2 min read

Testing binary encoders/decoders via incremental output verification

Occasionally I get the chance to work on encoders and decoders for various binary formats. Most recently I worked on traceutils which contains a package for dealing with the data produced by Go's execution tracer (aka runtime/trace).

One common trick for testing such code is round-trip testing. The idea is to take an input file that covers many relevant edge cases, read it, decode and then re-encode it. If the output is exactly the same as the input, there is a good chance the implementation is correct.

This works great when the test is passing. But unfortunately it's prone to produce error messages that are too terse as shown in Fig 1 below.

Fig. 1 This is not enough data to understand the problem.

Alternatively one might end up with error messages that dump huge amounts of data. That's also difficult to reason about as you can see in Fig 2 here.

Fig. 2 Oh no, this is too much data! And that's just a small part of it.

The solution to this problem is simple.
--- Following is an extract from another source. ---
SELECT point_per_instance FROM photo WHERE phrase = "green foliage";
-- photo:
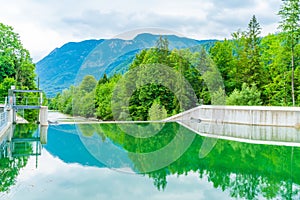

Instead of validating the output at the end of the test, one can incrementally verify the output after every decoding and encoding step. If the implementation is correct, the new data produced after every step should be equal to the input data at the same offset. When it's not, the amount of data that needs debugging becomes much smaller, as can be seen in Fig 3.

Fig. 3 Yes, that's a comfortable amount of binary data to debug!

In this case the problem was caused by the input data containing a padded 10-byte varint representation of the value 18 (0x92 80 80 80 80 80 80 80 80 00) while the encoder produced a more compact representation of the same value (0x12).

Dealing with such cases where the same data has multiple valid representations is a downside of round-trip testing, and maybe I'll explore dealing with it in another post.

Regardless it should be clear that incremental output verification makes it much easier to debug round-trip test failures. Of course its a trivial idea and I'm certainly not the first one to come up with it, but let me know if you find it useful.